In the table below, measurement results regarding the use and thus the use of anisomycin and rapamycin each alone and in combination as a mixture in the effect on different signal chains of tumor cells are given. table signal chain Control without active ingredient Anisomycin 10 mg Rapamycin 5 mg Combination anisomycin & rapamycin EGFR 1180 1080 1090 1020 -9% -8th% -13% c-erb / B2 1400 1160 1320 980 -17% -6% -29% ras 1420 1320 1360 1260 -7% -4% -9% VEGF 1220 1200 1230 1210 -2% + 1% -1% mTOR 1080 1120 930 900 + 3% -14% -17% TKTL1 1460 1280 1320 1180 -12% -9% -19%

at the dimensionless numbers given in the table above these are the absolute numbers apheretically isolated and in culture recorded kinase-positive tumor stem cells with or without active ingredient.

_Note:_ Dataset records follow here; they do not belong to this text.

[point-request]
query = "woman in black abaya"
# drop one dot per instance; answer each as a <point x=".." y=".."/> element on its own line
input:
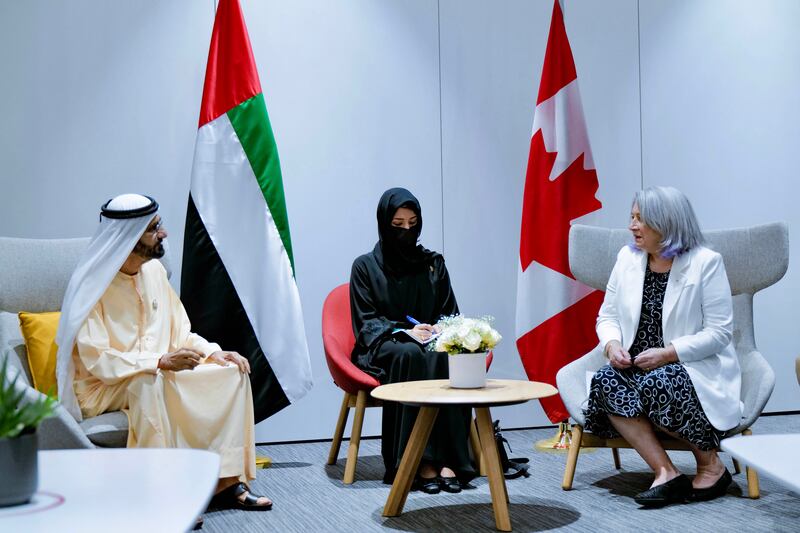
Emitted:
<point x="401" y="279"/>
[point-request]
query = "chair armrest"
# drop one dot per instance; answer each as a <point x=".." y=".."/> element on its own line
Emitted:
<point x="571" y="382"/>
<point x="758" y="380"/>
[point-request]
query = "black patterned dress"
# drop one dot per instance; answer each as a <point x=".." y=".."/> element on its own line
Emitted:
<point x="665" y="395"/>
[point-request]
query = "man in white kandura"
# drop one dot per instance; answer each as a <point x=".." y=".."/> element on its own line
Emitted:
<point x="125" y="344"/>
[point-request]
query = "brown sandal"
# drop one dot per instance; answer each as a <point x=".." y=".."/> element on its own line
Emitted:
<point x="229" y="499"/>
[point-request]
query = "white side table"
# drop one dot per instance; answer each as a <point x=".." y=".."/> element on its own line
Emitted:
<point x="777" y="456"/>
<point x="117" y="490"/>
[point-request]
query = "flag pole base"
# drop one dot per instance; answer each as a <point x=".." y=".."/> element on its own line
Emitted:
<point x="560" y="442"/>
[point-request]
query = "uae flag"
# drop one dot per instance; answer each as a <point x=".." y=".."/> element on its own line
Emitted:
<point x="237" y="282"/>
<point x="555" y="313"/>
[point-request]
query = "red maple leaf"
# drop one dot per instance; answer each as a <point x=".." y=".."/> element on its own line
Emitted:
<point x="549" y="207"/>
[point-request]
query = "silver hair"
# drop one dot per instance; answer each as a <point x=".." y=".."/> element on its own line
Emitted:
<point x="668" y="211"/>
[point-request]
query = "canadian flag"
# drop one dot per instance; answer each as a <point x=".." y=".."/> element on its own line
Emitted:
<point x="555" y="313"/>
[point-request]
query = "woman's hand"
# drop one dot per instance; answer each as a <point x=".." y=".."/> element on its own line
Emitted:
<point x="423" y="331"/>
<point x="655" y="357"/>
<point x="618" y="356"/>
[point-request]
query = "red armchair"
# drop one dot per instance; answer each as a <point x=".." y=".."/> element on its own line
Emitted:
<point x="338" y="341"/>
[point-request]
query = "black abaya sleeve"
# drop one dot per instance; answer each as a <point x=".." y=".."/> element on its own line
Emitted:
<point x="368" y="325"/>
<point x="445" y="298"/>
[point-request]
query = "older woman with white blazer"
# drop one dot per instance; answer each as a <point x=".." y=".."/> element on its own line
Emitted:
<point x="666" y="327"/>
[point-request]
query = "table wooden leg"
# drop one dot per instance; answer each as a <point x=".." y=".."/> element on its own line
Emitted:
<point x="497" y="482"/>
<point x="475" y="442"/>
<point x="410" y="461"/>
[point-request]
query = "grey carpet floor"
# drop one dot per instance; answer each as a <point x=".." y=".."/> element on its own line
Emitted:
<point x="310" y="497"/>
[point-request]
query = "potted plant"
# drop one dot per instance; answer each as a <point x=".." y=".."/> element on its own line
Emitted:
<point x="468" y="341"/>
<point x="18" y="444"/>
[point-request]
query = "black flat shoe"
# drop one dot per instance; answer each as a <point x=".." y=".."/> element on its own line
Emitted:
<point x="450" y="484"/>
<point x="676" y="490"/>
<point x="428" y="485"/>
<point x="714" y="491"/>
<point x="229" y="499"/>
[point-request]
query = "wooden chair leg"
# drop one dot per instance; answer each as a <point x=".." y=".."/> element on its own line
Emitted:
<point x="339" y="431"/>
<point x="737" y="468"/>
<point x="615" y="453"/>
<point x="355" y="438"/>
<point x="475" y="442"/>
<point x="753" y="490"/>
<point x="572" y="457"/>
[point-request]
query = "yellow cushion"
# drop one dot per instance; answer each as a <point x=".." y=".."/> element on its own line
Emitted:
<point x="39" y="331"/>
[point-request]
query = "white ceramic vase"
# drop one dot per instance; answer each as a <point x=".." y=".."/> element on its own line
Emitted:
<point x="467" y="370"/>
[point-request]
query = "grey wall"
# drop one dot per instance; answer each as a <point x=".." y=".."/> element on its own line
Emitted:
<point x="100" y="99"/>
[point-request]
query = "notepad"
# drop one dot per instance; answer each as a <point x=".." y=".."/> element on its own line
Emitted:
<point x="411" y="334"/>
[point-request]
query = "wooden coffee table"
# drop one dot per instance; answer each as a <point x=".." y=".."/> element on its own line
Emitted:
<point x="432" y="394"/>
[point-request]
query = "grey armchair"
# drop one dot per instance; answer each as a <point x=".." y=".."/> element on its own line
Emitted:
<point x="755" y="258"/>
<point x="33" y="277"/>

The above-mentioned mixtures of quercetin and myrecetin on the one hand and of rapamycin and anisomycin on the other hand can now be used both as individual mixtures, but also together and also simultaneously as combination mixtures in the presence of epithelial tumors in which mTOR and / or TKTL-1 and VEGF and / or VEGF. Thus, the subject mixtures may be used either individually or in combination as an agent for the treatment of all kinase-expressing tumors, such as in the
Adenocarcinoma of the kidney,
Prostate carcinoma,
glioblastoma,
Mammary carcinoma,
Malignant melanoma.

By the present invention thus becomes a medicament as well as its Use for the therapeutic and / or preventive treatment of malignant transformed cells of an individual by means of multikinase inhibitors provided for a variety of malignant transformed cells of an individual So tumor-specific, but also are specific to the individual effect.

Claims (8)

Medicaments for the therapeutic and / or preventive treatment of malignant transformed cells of an individual by means of kinase inhibitors, characterized in that the kinase inhibitors contain a mixture of quercetin and myrecetin and / or a mixture of anisomycin and rapamycin. Medicament according to Claim 1, characterized that daily Application dose of said mixture of quercetin and myrecetin for one People 10-100 mg quercetin and 50-100 contains myrecetin mg. Medicament according to Claim 1, characterized that daily Application dose of said mixture for a human 2-5 mg anisomycin and 0,1-2 mg contains rapamycin. Medicament according to one of claims 1 to 3, characterized in oral dosage form it contains DAB as a filler. Use of a mixture of quercetin and myrecetin and / or a mixture of anisomycin and rapamycin as a drug for therapeutic and / or preventive Treatment of malignant transformed cells of an individual. Use of a mixture according to claim 5, characterized characterized in that the mixture of quercetin and myrecetin as daily Application dose for a man 10-100 mg quercetin and 50-100 contains myrecetin mg. Use of a mixture according to claim 5, characterized characterized in that the mixture in question as a daily application dose for one People 2-5 mg anisomycin and 0.1-2 mg contains rapamycin. Use of a mixture according to one of claims 5 to 7, characterized in that it is in oral administration form as a filler DAB contains.